Inside the glass cockpit, most of the avionics hardware is common to both the UH-1Y and the AH-1Z, with only minor variations. The five-display layout includes two 152mm x 203mm (6in x 8in) multi-function screens for each pilot, plus a 102mm x 102mm screen.
The Thales Top Owl helmet, meanwhile, also displays information for heads-up flying in both day and night operations. The helmet display provides a 40e_SDgr binocular field of view and can display forward-looking infrared and video imagery to the pilot. The system can also overlay targeting data and navigational information directly into the pilot's line of sight.
While the Top Owl is capable of 24h operations, the USMC has opted not to use this feature operationally in the fleet. "At night time, we still use conventional night vision goggles. It took a lot of testing and a lot of debate, but the resounding opinion across all Marine aviators is that there is nothing better out there than night vision goggles," Hewson says. "So that's what we decided to stick with."
The AH-1Z also introduces the Lockheed Martin AAQ-30 Target Sight System (TSS), which incorporates a FLIR, digital colour TV camera and a laser designator. The sensor allows the AH-1Z to act as an armed reconnaissance platform in addition to its traditional role as an attack helicopter.
While the TSS is built on a production line co-located with the Apache's Arrowhead sensor, the systems only share a few common components.
The armaments package for the AH-1Z has not appreciably changed from what is currently found on the AH-1W. The aircraft carries a 20mm turret-mounted cannon, which can be slaved to the pilot's helmet-mounted sights. Additionally, the Zulu can also carry a mix of rocket pods, Lockheed AGM-114 Hellfires and Raytheon AIM-9 Sidewinder missiles. A total of 16 Hellfires can be carried, yielding a payload similar to the AH-64D.

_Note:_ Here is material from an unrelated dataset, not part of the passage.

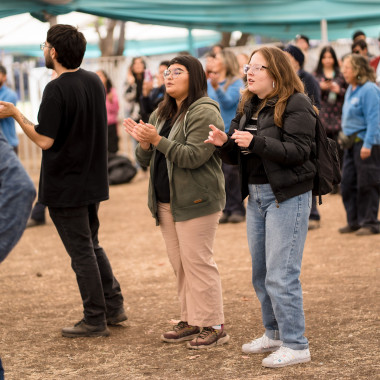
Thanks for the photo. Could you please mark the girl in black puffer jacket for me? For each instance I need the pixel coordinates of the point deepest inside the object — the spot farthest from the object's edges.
(272, 140)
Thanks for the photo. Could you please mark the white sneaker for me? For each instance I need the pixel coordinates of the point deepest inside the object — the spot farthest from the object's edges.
(260, 345)
(286, 356)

In the future, additional weapons will be integrated onto the gunship, including the advanced precision kill weapon system and follow-on missiles.
One area where the AH-1Z is lagging is in terms of its communications and networking systems. Hewson explains: "What we're doing right now is just voice. We can do all the digital encryption and talk on all the voice radios, but data itself, we're not linking. We've got some plans that we are doing some lab work on to come up with some good data link type stuff. But one thing we are doing that we are putting on AH-1W right now - the AH-1W is still going to be around for another 10, 12 years - we're putting something we call the tactical video data link on there. This will take the sensor video that's on the AH-1W and broadcast that down to a forward air controller who has a ROVER system. We can also receive video from another Cobra, a [Boeing] F/A-18 or [Boeing AV-8B] Harrier who has a Litening pod, or if we get a frequency match, we can look at what a UAV [unmanned air vehicle] is looking at, but not control it".
For the future, new data links are very much on the agenda, Hewson says.